RATIONALE AND OBJECTIVES.
Digital acquisition systems currently available limit spatial resolution in digital mammography to roughly 0.1 mm/pixel. The objective of this study is to determine if high-quality mammography is possible at this resolution.
The influence of spatial resolution on diagnostic quality was investigated by comparing observer performance on film to that on digitized film. A 0.1-mm sampling distance was used for digitization. Detection of mammographic details was studied by measuring threshold contrast as a function of detail size for small circular objects in the range of 0.12 to 2.5 mm. Characterization of microcalcifications was investigated in a receiver operating characteristic (ROC) study, in which 10 radiologists read 72 mammographic details with microcalcifications, both digitally and on film.
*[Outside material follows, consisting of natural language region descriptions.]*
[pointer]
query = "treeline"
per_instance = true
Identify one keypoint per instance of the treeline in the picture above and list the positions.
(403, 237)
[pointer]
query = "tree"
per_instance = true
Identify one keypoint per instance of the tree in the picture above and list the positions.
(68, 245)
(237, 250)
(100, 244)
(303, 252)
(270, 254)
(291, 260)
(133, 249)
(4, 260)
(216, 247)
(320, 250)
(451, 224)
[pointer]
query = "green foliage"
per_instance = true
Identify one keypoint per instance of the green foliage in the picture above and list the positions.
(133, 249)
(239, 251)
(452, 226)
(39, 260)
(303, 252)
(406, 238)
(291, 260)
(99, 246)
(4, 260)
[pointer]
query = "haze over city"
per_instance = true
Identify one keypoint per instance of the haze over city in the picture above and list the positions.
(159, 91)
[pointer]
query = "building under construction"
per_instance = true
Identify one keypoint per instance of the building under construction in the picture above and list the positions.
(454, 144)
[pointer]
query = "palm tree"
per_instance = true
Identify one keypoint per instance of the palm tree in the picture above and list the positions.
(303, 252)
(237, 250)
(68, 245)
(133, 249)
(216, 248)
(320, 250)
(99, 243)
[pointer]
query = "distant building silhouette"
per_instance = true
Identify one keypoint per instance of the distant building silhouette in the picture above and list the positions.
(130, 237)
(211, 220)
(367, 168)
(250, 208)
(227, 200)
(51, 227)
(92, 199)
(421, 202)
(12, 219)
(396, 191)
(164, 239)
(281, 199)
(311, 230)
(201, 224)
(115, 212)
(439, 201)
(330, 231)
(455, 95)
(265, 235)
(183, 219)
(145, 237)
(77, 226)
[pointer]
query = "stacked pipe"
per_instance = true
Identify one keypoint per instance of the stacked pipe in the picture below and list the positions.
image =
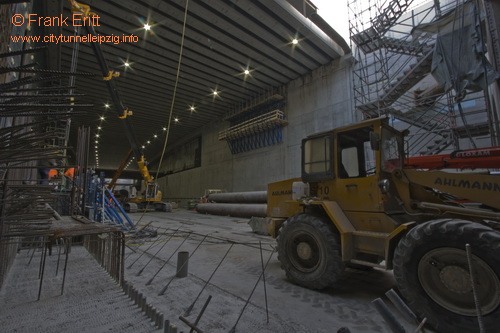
(238, 204)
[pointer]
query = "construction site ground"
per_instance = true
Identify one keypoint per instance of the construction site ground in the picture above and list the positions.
(224, 286)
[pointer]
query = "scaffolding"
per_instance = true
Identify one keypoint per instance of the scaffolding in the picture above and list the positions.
(393, 76)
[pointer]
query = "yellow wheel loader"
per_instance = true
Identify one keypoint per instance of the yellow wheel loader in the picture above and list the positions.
(360, 202)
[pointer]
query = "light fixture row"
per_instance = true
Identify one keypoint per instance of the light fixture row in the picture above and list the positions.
(192, 108)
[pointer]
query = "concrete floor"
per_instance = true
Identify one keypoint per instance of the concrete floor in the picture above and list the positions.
(225, 264)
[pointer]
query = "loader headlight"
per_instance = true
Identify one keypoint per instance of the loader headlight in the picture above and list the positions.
(384, 186)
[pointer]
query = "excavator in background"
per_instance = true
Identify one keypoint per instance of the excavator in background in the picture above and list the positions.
(152, 196)
(361, 203)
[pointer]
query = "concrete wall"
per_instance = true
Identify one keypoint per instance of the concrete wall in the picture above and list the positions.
(316, 102)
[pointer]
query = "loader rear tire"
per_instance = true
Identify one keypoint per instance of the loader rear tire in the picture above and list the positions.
(309, 251)
(432, 274)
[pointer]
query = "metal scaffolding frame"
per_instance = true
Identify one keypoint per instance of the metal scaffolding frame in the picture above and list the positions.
(392, 76)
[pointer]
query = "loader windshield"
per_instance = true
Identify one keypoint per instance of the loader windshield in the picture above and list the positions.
(317, 158)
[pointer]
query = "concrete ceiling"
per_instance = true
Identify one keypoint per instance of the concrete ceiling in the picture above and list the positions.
(222, 39)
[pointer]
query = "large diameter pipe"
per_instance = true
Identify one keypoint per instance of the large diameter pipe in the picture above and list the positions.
(231, 209)
(239, 197)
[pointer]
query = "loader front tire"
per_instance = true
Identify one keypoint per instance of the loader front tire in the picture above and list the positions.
(309, 251)
(432, 273)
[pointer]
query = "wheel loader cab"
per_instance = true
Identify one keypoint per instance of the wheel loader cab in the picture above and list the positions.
(347, 164)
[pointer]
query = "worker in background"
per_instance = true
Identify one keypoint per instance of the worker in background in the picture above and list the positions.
(44, 167)
(70, 173)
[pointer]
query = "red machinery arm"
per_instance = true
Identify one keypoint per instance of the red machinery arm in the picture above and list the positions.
(480, 158)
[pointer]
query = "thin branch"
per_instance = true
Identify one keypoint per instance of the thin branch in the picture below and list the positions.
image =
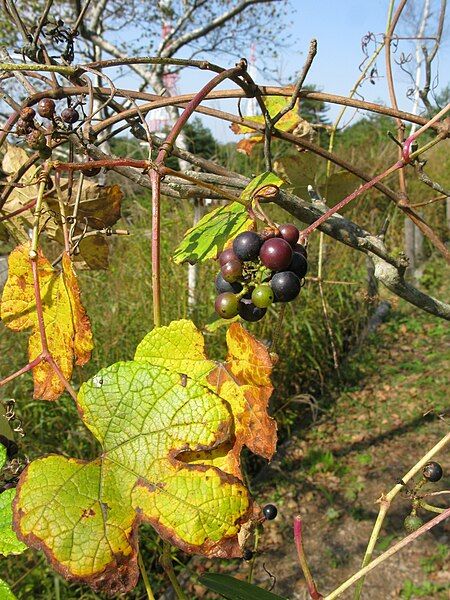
(386, 500)
(399, 546)
(300, 81)
(312, 588)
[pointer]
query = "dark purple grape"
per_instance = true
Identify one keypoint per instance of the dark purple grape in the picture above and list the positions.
(285, 285)
(11, 447)
(46, 108)
(432, 471)
(226, 305)
(92, 172)
(224, 286)
(27, 113)
(247, 554)
(289, 233)
(23, 127)
(298, 265)
(232, 270)
(270, 511)
(276, 254)
(36, 140)
(70, 115)
(246, 245)
(249, 312)
(45, 152)
(226, 255)
(301, 250)
(269, 232)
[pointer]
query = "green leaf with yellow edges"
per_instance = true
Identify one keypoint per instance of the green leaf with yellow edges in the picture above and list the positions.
(9, 544)
(67, 326)
(165, 422)
(208, 237)
(5, 591)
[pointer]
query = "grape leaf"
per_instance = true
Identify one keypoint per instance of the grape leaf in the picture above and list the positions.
(2, 455)
(9, 544)
(67, 326)
(150, 415)
(207, 238)
(235, 589)
(99, 205)
(274, 104)
(5, 591)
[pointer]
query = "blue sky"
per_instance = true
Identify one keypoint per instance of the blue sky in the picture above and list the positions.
(339, 27)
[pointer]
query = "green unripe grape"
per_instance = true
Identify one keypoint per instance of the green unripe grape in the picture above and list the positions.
(226, 305)
(412, 523)
(262, 296)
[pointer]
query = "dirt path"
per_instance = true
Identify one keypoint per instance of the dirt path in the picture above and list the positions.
(333, 473)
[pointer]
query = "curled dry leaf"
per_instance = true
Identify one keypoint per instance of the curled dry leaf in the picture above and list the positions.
(288, 122)
(67, 326)
(171, 424)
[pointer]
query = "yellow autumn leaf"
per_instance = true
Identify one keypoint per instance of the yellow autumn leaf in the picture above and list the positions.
(67, 326)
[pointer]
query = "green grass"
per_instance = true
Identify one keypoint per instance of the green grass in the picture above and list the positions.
(120, 307)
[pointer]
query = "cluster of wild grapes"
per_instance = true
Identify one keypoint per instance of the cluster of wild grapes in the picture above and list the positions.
(35, 133)
(259, 269)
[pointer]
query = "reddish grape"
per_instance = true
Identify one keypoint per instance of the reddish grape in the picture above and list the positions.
(232, 270)
(226, 305)
(276, 254)
(227, 255)
(289, 233)
(286, 286)
(298, 265)
(269, 232)
(224, 286)
(246, 245)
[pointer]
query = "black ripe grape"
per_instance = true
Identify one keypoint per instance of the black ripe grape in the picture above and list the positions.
(412, 523)
(226, 255)
(224, 286)
(298, 265)
(301, 250)
(432, 471)
(262, 296)
(70, 115)
(249, 312)
(246, 245)
(289, 233)
(285, 285)
(276, 254)
(232, 270)
(227, 305)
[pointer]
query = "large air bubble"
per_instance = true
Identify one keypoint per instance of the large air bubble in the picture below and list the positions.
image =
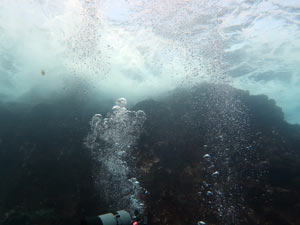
(111, 140)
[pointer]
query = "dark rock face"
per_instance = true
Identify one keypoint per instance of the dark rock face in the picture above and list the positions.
(46, 173)
(253, 150)
(211, 153)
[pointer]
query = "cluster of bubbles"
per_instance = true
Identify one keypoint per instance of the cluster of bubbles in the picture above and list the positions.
(111, 140)
(225, 154)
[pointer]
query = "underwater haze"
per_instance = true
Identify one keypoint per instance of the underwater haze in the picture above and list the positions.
(186, 111)
(137, 49)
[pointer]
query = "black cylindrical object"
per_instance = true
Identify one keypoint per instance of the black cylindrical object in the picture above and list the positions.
(122, 217)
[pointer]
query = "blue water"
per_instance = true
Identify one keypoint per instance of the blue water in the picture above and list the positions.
(138, 49)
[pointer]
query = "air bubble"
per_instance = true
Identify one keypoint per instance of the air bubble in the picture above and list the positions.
(216, 173)
(209, 193)
(121, 102)
(207, 157)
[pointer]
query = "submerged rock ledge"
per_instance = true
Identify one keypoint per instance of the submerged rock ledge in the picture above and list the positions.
(211, 153)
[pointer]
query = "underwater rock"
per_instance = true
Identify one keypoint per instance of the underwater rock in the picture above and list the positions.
(246, 141)
(208, 139)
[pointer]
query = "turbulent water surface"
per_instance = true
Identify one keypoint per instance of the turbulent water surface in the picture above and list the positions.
(63, 64)
(139, 48)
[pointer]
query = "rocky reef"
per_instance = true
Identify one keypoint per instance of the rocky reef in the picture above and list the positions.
(211, 154)
(218, 155)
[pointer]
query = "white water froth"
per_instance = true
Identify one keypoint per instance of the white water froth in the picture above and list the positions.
(142, 48)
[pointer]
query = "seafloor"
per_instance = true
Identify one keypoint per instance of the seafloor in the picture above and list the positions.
(210, 153)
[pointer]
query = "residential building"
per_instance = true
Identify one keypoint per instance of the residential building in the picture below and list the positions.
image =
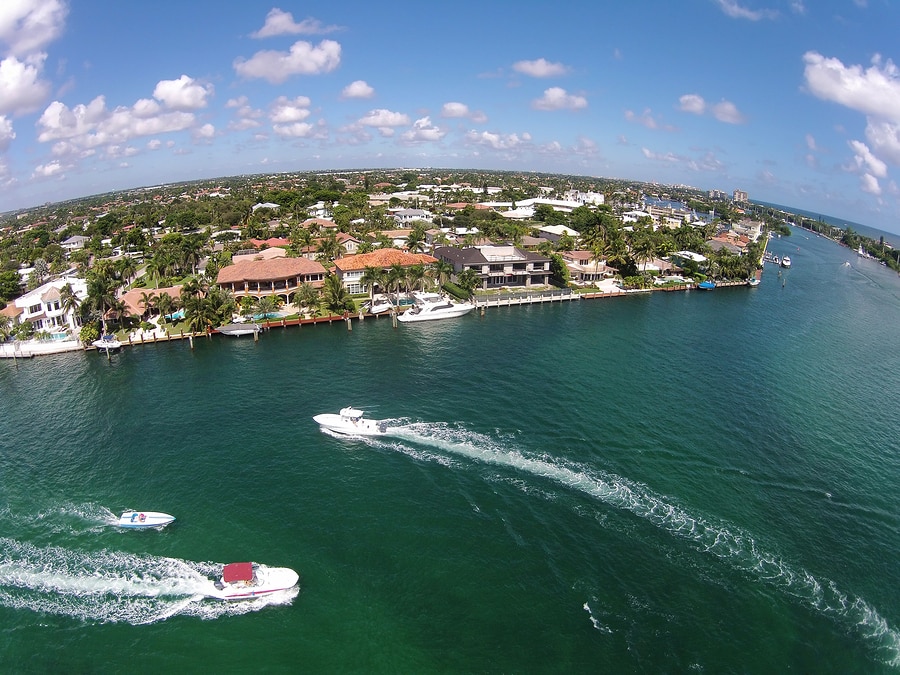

Digitization improved the detectability of the larger, low contrast objects, whereas for small objects the detectability did not change. The authors found that even under the most optimal circumstances, isolated spherical calcifications with diameters smaller than 0.13 mm are not detectable with film-screen mammography, despite its resolution limit of 15 line patterns per mm (lp/mm). The ability to characterize microcalcification clusters did not change significantly with digitization. However, the results suggest that differentiation of benign from malignant cases decreases slightly, and that characterization of different types of malignancies somewhat improves by digitization. Mean differences between the two modalities were considerably smaller than the interobserver variability.
A relatively low spatial resolution of 0.1 mm/ pixel does not prohibit high-quality diagnostic performance in digital mammography.